その昔、芭蕉さんは言いました、
「月日は百代の過客にして、行きかう年もまた旅人なり。」
一方、兼好さんも、
「ゆく川の流れは絶えずして、しかも元の水にあらず。・・・・・
世の中にある人とすみかとまたかくのごとし。」
と、おっしゃってます。
二人の偉人の言葉を踏まえた今の俺の心境はといえば、
「え?!もう年末?早いな。まいったねどうも。

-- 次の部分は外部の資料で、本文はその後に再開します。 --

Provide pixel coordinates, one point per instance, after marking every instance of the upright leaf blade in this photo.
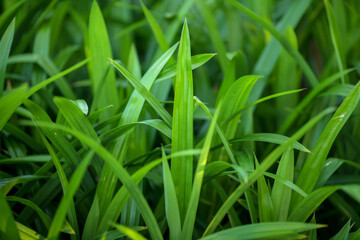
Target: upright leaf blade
(311, 171)
(182, 131)
(5, 45)
(100, 51)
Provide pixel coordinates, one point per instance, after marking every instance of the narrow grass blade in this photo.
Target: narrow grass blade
(114, 209)
(260, 101)
(69, 193)
(27, 233)
(119, 171)
(130, 233)
(284, 42)
(335, 38)
(344, 232)
(8, 14)
(266, 164)
(5, 45)
(182, 125)
(310, 172)
(214, 34)
(64, 184)
(39, 86)
(160, 38)
(234, 100)
(287, 183)
(9, 103)
(266, 207)
(27, 159)
(270, 138)
(8, 228)
(43, 216)
(281, 194)
(355, 235)
(100, 51)
(330, 166)
(171, 203)
(75, 117)
(196, 62)
(308, 99)
(266, 62)
(263, 231)
(189, 222)
(309, 204)
(144, 92)
(60, 142)
(233, 216)
(115, 133)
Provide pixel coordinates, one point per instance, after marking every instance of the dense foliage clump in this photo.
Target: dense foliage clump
(187, 119)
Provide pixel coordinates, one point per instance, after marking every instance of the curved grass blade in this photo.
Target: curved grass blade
(8, 229)
(115, 133)
(309, 204)
(119, 171)
(196, 62)
(189, 222)
(156, 29)
(69, 193)
(26, 159)
(270, 138)
(263, 231)
(266, 164)
(281, 194)
(308, 99)
(145, 93)
(100, 50)
(130, 233)
(43, 216)
(171, 203)
(214, 33)
(335, 38)
(344, 232)
(113, 211)
(312, 168)
(284, 42)
(287, 183)
(260, 101)
(269, 56)
(265, 204)
(5, 45)
(27, 233)
(10, 102)
(64, 184)
(182, 124)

」
てなカンジ。
日付の感覚が無くなり、
曜日の感覚が鈍くなり、
一週間が早く過ぎ去り、
一月があっという間に終わる。
気が付けば姪っ子はいつの間にかしゃべりだし、
いつの間にやら隣の家のじいさんが引っ越してしまっていた。
毛布を出したことで秋を知り、
コートを引っ張り出したことで冬を知る。
おまけに、11月あたりから何だかんだあるあれやこれやで
おセンチムードに突入し、
はたと気付けば歳末の、バタバタに巻き込まれて右往左往する俺。
「全く。毎年毎年さぁ、学習能力ってのは無いの?」
と、呆れられても、
そこは「旅人」であり、「元の水にあらず。」な訳ですよ。
同じように見えても違うものが流れてんのであれば、
予測なんてつくわけないじゃありませんか。
それが「摂理」ってもんですぜ。
ま、何が言いたいかと言えば、
年末のくそ忙しさに対する単なる「愚痴」なんで、
気取って古典を引っ張り出してきても、
目の前の状況が改善されるわけもなく・・・
それこそ例年身に沁みて知っているはずなのにね。